Marriage. Marriage is generally arranged by men, through "sister exchange," although "sisters" are frequently classificatory. Since two couples are created simultaneously, someone (typically a "bride") may still be adolescent when these Exchanges are technically effected. In such cases, the girl becomes a member of the husband's household, even if the husband is still residing in the young men's house, and years may pass before the marriage is actually consummated. Polygyny is common: only about 55 percent of marriages are Monogamous. Mates are chosen from outside the moiety and, Generally, from outside the local totemic group. The levirate and sororate are both loosely practiced in a classificatory sense. Divorce is rare: since it directly affects another couple, considerable social pressure is brought to bear on women to uphold the marriage contract.
Domestic Unit. The basic domestic unit is the household, generally consisting of a man, his wife or wives, and their younger children. Occasionally a close relative may reside with them, but households are typically small and simply constituted.

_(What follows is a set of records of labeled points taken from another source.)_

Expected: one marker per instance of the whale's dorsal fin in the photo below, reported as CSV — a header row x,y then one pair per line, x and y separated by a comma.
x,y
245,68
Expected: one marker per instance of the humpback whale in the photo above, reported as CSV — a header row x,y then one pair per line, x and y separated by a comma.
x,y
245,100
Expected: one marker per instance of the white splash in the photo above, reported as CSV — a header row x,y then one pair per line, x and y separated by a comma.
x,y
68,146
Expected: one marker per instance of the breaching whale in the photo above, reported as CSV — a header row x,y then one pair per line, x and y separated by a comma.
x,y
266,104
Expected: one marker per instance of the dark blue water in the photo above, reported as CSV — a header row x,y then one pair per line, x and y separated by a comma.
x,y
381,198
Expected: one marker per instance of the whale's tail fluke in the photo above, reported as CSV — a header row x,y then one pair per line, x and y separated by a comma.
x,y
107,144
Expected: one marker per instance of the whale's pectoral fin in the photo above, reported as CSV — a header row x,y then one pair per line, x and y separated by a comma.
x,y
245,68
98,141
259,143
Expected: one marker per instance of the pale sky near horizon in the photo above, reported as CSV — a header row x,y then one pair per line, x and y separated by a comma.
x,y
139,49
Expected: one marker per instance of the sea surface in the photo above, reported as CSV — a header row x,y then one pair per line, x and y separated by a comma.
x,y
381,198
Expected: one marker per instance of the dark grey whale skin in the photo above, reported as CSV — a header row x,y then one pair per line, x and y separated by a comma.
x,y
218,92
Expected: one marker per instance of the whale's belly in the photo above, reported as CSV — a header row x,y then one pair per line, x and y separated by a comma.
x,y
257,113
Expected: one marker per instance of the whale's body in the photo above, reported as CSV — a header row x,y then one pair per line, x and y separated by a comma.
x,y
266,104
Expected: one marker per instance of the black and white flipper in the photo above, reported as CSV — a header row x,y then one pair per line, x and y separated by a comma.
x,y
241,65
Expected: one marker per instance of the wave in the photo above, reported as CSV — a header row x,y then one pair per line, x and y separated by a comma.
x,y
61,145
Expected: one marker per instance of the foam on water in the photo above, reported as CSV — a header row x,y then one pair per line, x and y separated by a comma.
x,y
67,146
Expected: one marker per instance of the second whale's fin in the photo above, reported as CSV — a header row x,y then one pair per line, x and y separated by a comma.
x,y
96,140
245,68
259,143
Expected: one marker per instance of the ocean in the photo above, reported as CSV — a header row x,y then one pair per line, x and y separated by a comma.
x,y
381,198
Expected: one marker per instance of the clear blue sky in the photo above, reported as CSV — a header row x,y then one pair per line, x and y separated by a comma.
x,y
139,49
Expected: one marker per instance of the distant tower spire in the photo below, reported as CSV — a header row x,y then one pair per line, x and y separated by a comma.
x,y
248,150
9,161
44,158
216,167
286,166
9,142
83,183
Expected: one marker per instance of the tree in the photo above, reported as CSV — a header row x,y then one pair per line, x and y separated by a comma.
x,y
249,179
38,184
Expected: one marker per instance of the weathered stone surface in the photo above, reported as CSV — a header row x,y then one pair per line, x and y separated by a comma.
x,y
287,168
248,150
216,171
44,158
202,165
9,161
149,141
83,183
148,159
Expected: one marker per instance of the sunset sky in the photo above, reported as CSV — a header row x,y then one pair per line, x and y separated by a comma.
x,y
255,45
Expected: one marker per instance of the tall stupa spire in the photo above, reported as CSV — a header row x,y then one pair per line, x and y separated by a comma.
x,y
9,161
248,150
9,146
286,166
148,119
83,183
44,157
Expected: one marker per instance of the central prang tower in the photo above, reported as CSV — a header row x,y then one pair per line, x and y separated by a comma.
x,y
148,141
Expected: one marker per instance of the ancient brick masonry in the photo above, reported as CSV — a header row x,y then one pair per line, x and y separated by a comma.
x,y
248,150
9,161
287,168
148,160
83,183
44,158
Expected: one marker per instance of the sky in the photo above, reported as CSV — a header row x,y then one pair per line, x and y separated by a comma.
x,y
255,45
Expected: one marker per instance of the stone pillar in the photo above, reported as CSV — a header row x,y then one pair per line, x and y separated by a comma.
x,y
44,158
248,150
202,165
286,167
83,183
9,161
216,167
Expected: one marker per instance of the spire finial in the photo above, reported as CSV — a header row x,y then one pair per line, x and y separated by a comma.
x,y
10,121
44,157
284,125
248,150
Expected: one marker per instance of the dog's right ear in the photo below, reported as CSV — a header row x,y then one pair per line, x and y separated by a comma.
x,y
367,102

Inheritance. Inheritance is normally patrilineal. A woman will leave her possessions to the "sons' wives" who live in her village.

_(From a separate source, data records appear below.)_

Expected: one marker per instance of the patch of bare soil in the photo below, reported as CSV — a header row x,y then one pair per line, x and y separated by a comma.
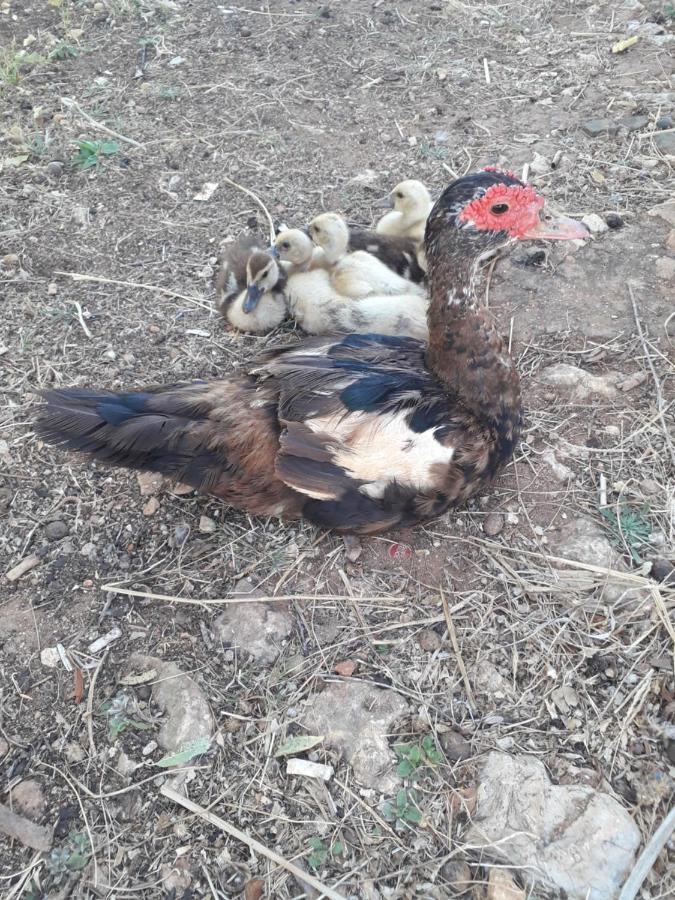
x,y
114,115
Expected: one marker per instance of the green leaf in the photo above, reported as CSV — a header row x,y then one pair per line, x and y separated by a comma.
x,y
412,814
188,752
299,744
405,768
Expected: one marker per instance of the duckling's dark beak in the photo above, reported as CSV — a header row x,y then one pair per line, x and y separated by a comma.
x,y
253,294
385,203
555,229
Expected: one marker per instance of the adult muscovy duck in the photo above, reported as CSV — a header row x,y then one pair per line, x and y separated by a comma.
x,y
358,433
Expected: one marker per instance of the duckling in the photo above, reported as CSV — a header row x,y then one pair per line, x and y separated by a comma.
x,y
411,205
356,274
319,308
359,433
259,305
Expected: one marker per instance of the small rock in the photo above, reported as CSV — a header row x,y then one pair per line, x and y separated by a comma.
x,y
580,383
346,668
663,570
596,127
151,507
665,211
539,164
355,719
455,745
457,875
28,799
188,716
206,525
259,628
525,821
54,531
501,886
634,123
493,524
665,142
180,535
665,268
595,223
428,640
613,220
73,752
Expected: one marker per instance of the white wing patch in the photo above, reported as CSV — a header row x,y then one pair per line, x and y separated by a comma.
x,y
380,449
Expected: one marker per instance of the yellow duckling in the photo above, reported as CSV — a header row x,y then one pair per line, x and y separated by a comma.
x,y
410,205
356,274
319,308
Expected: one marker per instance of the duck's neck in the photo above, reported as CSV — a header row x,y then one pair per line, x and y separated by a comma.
x,y
465,351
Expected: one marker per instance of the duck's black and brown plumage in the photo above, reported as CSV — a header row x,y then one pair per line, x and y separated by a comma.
x,y
358,433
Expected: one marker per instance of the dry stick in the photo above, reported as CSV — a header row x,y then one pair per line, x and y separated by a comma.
x,y
236,598
460,661
657,383
78,310
72,104
37,837
250,842
99,279
257,199
648,857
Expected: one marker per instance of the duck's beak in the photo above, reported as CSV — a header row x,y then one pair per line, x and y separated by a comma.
x,y
385,203
556,229
253,294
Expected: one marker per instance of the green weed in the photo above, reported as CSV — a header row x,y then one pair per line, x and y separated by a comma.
x,y
91,153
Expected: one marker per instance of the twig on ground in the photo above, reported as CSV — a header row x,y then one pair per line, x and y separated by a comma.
x,y
250,842
657,383
648,857
257,199
99,126
99,279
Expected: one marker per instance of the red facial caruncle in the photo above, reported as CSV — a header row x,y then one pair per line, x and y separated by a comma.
x,y
513,208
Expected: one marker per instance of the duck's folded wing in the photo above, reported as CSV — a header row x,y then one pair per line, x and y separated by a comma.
x,y
359,414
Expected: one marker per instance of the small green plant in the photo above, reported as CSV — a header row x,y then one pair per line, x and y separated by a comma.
x,y
62,51
413,757
629,528
321,852
404,810
168,92
71,858
90,153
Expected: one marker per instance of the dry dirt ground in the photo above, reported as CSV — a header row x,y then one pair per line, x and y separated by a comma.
x,y
318,107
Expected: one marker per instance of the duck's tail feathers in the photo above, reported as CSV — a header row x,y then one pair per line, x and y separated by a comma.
x,y
165,430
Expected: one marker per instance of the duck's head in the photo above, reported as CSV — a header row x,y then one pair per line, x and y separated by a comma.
x,y
330,232
410,198
262,275
484,211
293,246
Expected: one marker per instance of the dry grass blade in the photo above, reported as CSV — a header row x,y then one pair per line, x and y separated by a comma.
x,y
250,842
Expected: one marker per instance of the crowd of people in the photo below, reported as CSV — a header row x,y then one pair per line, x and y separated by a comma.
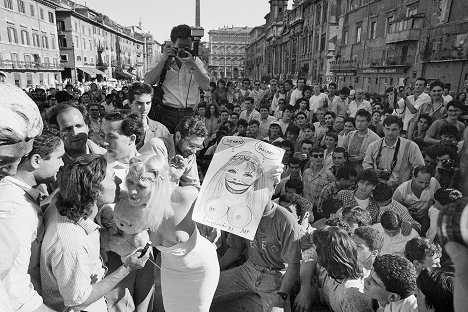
x,y
97,190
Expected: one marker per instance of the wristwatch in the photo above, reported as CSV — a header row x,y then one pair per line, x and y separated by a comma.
x,y
283,295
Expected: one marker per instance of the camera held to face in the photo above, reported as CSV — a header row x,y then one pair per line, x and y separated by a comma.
x,y
384,174
182,53
453,221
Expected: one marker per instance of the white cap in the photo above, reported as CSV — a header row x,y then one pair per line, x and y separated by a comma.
x,y
19,115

Socialization. Keraki have no form of institutionalized instruction except during the seclusion and initiation of young boys, when they learn the secrets of the bullroarer and "sacred pipe," learn of hunting and other rituals, and hear secret mythological stories. At other times, children of both sexes are left to observe the day-to-day norms of behavior and to conduct themselves accordingly. By the norms of Western Society, parents are quite indulgent and somewhat neglectful, although they do instruct and scold children when necessary.